Difference Between Data Mining vs Text Mining vs Web Mining

Now that you have a brief understanding of Data Mining, Text Mining, and Web Mining. In this section, you will read more about the differences between Data Mining vs Text Mining vs Web Mining. It will help you better understand these different Mining types. The following key differences between Data Mining vs Text Mining vs Web Mining are listed below:

Data Mining vs Text Mining vs Web Mining: Generic

The data mining process extracts, transform, and load the data into the data warehouse. The business users use these tools to present these analyzed data in a representable form such as tables, graphs, or charts. Data points such as Currencies, dates, and names are easy to link and do not require understanding their context.

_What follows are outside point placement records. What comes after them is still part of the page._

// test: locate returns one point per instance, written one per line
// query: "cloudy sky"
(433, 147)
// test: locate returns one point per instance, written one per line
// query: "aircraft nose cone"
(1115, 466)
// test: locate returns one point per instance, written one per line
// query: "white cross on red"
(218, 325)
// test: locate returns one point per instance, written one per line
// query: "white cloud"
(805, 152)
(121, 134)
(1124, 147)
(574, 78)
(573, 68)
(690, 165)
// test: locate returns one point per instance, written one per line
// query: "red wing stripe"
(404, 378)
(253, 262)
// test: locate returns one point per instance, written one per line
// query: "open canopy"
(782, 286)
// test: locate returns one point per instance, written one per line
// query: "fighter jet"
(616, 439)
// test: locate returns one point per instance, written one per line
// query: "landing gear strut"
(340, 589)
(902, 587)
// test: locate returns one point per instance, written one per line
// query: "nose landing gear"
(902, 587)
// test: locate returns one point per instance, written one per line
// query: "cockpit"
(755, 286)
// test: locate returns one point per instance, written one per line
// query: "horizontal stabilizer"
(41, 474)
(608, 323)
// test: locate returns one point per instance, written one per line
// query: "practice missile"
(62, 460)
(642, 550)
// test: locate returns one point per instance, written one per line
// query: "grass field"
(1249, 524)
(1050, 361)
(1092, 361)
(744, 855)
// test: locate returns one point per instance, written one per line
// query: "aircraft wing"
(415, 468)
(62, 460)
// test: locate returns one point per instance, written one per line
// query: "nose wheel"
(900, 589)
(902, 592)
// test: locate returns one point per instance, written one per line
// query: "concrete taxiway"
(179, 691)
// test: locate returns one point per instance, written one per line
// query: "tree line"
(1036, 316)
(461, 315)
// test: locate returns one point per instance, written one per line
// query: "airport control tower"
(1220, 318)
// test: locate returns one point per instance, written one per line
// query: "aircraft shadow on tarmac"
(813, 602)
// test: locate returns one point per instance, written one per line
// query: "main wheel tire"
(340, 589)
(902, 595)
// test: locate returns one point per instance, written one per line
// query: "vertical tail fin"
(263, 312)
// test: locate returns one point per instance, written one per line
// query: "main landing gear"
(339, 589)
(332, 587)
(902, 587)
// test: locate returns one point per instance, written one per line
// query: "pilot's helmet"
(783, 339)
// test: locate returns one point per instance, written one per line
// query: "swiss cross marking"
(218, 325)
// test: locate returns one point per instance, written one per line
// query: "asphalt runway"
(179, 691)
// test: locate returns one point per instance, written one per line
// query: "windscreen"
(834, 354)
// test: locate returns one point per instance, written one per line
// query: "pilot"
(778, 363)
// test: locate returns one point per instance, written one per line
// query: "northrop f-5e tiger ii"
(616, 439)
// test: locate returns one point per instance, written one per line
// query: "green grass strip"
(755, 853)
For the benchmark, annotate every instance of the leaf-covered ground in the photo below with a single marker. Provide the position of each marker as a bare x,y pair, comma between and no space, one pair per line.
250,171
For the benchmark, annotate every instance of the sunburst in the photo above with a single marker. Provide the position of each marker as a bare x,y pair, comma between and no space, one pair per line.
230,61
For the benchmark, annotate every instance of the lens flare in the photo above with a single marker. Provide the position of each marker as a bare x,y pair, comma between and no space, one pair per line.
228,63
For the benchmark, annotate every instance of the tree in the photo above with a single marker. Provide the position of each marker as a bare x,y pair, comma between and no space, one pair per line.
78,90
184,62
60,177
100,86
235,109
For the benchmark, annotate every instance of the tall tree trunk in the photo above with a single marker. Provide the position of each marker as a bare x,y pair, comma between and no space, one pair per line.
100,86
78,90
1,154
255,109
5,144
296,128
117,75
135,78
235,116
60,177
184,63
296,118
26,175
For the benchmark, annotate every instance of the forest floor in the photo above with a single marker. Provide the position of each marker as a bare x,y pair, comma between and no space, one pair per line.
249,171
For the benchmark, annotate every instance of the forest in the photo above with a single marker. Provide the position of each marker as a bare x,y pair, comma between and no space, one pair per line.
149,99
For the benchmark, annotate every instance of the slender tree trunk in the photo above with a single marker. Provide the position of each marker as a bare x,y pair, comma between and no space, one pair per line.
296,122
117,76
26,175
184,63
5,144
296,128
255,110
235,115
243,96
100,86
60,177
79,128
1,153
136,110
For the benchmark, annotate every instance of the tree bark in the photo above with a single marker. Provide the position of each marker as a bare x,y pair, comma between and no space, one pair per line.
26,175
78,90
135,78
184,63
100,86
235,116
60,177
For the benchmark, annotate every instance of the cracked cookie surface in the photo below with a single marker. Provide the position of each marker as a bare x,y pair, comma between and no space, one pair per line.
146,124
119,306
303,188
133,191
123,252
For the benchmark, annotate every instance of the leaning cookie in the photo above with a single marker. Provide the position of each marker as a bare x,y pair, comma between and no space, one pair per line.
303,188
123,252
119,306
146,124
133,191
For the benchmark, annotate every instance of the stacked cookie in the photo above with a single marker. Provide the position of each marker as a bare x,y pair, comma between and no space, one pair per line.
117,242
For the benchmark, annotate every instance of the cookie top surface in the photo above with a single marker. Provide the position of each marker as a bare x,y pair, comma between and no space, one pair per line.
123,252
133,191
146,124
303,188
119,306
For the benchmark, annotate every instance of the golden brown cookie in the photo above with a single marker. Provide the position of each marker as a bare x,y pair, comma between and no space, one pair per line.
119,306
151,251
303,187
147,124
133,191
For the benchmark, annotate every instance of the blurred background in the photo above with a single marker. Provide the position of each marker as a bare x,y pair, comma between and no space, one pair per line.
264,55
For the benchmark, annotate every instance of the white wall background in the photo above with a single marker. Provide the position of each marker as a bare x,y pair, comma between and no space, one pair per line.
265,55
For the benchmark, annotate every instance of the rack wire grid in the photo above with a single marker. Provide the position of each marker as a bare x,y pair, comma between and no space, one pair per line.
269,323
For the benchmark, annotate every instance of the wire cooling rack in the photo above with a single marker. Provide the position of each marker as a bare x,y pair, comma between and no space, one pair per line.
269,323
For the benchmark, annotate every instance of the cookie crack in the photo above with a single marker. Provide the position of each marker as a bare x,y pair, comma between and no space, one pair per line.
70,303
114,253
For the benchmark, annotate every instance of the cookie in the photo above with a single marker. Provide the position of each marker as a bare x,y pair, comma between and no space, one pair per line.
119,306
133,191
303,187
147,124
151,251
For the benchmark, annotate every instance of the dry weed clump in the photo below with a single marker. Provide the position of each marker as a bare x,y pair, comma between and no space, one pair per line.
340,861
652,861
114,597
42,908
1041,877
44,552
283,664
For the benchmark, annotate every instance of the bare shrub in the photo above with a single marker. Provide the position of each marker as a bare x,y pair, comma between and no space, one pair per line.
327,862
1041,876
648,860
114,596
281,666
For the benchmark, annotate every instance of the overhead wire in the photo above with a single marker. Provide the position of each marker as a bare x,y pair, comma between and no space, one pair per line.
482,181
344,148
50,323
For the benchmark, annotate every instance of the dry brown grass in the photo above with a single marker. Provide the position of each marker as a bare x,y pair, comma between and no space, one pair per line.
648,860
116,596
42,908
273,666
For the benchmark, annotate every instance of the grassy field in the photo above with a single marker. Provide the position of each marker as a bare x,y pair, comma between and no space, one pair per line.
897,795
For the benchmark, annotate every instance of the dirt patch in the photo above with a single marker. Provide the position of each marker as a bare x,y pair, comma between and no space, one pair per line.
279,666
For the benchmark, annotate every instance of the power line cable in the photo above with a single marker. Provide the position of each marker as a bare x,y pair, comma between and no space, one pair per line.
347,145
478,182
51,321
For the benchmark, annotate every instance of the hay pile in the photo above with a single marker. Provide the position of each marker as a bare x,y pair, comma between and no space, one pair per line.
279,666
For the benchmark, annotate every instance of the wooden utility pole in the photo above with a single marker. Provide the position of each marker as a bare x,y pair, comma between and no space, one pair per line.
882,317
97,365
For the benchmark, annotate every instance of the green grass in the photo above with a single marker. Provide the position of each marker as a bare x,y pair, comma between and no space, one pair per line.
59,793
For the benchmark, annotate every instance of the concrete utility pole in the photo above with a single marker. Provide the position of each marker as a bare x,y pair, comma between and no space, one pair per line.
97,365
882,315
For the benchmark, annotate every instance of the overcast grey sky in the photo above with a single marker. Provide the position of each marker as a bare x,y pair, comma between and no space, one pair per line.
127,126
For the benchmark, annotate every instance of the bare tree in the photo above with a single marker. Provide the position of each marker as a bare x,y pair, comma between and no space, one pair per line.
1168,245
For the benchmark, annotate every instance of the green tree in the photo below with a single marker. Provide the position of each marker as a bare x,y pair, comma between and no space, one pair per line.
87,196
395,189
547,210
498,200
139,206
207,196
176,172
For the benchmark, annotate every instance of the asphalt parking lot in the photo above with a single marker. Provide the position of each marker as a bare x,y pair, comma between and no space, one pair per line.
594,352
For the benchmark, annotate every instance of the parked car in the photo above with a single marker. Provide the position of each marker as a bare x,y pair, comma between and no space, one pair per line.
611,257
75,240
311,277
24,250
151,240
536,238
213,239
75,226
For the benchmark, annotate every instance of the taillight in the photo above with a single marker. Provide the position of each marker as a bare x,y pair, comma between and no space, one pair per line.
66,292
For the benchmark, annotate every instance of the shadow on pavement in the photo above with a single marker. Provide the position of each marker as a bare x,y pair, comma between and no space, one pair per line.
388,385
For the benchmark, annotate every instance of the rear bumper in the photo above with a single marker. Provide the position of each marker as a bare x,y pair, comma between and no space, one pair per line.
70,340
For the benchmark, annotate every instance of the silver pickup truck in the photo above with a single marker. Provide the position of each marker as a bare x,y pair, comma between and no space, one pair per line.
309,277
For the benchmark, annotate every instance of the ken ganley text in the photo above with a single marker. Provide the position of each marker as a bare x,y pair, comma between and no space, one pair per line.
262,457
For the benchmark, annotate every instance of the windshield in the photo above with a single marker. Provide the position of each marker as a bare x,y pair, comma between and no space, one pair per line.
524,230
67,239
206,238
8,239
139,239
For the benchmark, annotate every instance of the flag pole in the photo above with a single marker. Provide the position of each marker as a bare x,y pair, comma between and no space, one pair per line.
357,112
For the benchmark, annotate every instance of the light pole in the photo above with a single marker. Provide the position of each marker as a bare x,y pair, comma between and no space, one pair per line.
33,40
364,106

On the other hand, Text mining processes the texts, which are in the form of text documents, emails, social media posts, etc. Text mining also faces significant challenges for linguistic texts and SMS languages. 

Web Data Mining is a technique that extracts data from the Web. It can be using data from Web servers or web page scrapping. Web Mining has to deal with many log files to extract relevant information.

Data Mining vs Text Mining vs Web Mining: Process

Data mining mainly focuses on data-dependent activities such as accounting, purchasing, CRM, etc. The Data is easily accessible and homogeneous. Once the algorithm is determined, it is easier to process the data and extract the relevant information. 

On the other hand, Text mining is a complex process requiring a long time to deploy. Text mining includes several steps like language guessing, tokenization, text segmentation, etc. 

The entire Data is based on the logs collected from the Web Servers on Web Data mining. Analyzing these logs are complex process as logs generally contain too much information, and hence it requires several business rules to be pre-determined before extracting data from the weblogs.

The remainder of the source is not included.